Integrierten Notfallzentren bestehen aus der Notaufnahme eines Krankenhauses, einer Notdienstpraxis der Kassenärztlichen Vereinigung im oder am Krankenhausstandort und einer zentralen Ersteinschätzungsstelle.“
Im Oktober 2023 konnte am Zentrum für Notfall- und Rettungsmedizin des Universitätsklinikums Freiburg ein solcher INZ-Betrieb eingerichtet werden. Durch die Kopplung einer Notdienstpraxis von 08:00 bis 23:00 Uhr und dem Universitäts-Notfallzentrum (UNZ) mittels einer vorgelagerten zentralen Ersteinschätzungsstelle entstand erstmalig in Deutschland eine vollständig räumlich und strukturell integrierte Notfallversorgung. Die Steuerung von Notfallpatient*innen in den geeigneten Versorgungssektor findet an der zentralen Ersteinschätzungsstelle statt.

Erste Erfahrungen
Unsere ersten Datenanalysen zeigten eine durchschnittliche Dauer bis zum Abschluss der vorgelagerten Ersteinschätzung (Door-to-Triage-Zeit inklusive Wartezeit) an der zentralen Ersteinschätzungstelle von 5,01 Minuten (95-%-Konfidenzintervall: [4,96; 5,06]. Diese Door-to-Triage-Zeit zeigte eine hohe Übereinstimmung mit der Vorgabe des Gemeinsamen Bundesausschusses (G-BA) von 10 Minuten.
Ca. 36,9% der Patient*innen wurden der Notdienstpraxis zugewiesen.

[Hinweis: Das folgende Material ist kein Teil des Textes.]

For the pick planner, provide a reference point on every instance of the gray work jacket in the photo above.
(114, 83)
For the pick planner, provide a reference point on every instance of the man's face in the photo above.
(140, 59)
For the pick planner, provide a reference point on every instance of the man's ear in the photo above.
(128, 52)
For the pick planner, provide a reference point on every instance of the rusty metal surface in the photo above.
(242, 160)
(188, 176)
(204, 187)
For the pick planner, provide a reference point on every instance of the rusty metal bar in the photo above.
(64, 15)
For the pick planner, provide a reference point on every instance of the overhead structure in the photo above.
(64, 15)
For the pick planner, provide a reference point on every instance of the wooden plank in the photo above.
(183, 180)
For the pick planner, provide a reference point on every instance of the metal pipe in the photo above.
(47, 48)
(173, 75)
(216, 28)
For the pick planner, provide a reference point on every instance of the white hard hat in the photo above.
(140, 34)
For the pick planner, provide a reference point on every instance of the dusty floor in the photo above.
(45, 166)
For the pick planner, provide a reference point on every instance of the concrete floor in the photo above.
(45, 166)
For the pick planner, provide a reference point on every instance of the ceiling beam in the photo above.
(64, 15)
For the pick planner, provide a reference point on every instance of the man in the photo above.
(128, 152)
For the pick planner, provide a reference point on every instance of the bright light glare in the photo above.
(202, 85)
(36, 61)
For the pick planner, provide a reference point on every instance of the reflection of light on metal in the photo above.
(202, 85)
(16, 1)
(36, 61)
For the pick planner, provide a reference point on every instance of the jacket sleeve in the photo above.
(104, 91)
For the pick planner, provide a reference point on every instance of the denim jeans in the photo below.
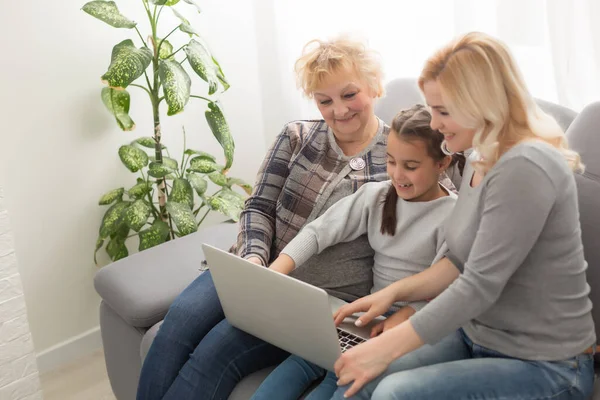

Durch die zentrale Ersteinschätzungsstelle konnten in unseren ersten Analysen doppelte Anmeldungen vermieden werden, die nur bei 8,65 % der SP beim Wechsel von der Notdienstpraxis in die Notaufnahme nötig waren.
Der Aufwärtstrend von Patientenzahlen innerhalb des Notfallzentrums (durchschnittlich + 4,0 % seit 2013) konnte um 7,5 % reduziert werden (Rückgang von 104,0 % auf 96,5 % der Vorjahreswerte), was maßgeblich auf die Reduktion der Anzahl von Patient*innen mit niedrigen Dringlichkeitsstufen ESI 4–5 (79,9 % der Vorjahreswerte) zurückzuführen ist. In unserem UNZ konnte entsprechend ein höherer Anteil hochdringlicher Fälle behandelt werden.
Somit konnte durch lokale Maßnahmen die überregionale Versorgung dringlicher und hochdringlicher Patient*innen deutlich verbessert werden.
Das Freiburger INZ-Konzept mit einer durch das Notfallzentrum betriebenen zentralen Ersteinschätzungsstelle ist effektiv, schnell und zeigt das deutschlandweite Potenzial für eine Steuerungsfunktion von Notfallpatient*innen in INZ gemäß den gesundheitspolitischen Impulsen. Ob hierdurch dauerhafte Effekte im Sinne einer Reduktion von Behandlungen von Niedrigrisikopatient*innen im Notfallzentrum erzielt werden können, ist aktuell unklar und muss in Folgeuntersuchungen evaluiert wird. Auch eine unserer Arbeitsgruppen widmet sich diesen wissenschaftlichen Fragestellungen.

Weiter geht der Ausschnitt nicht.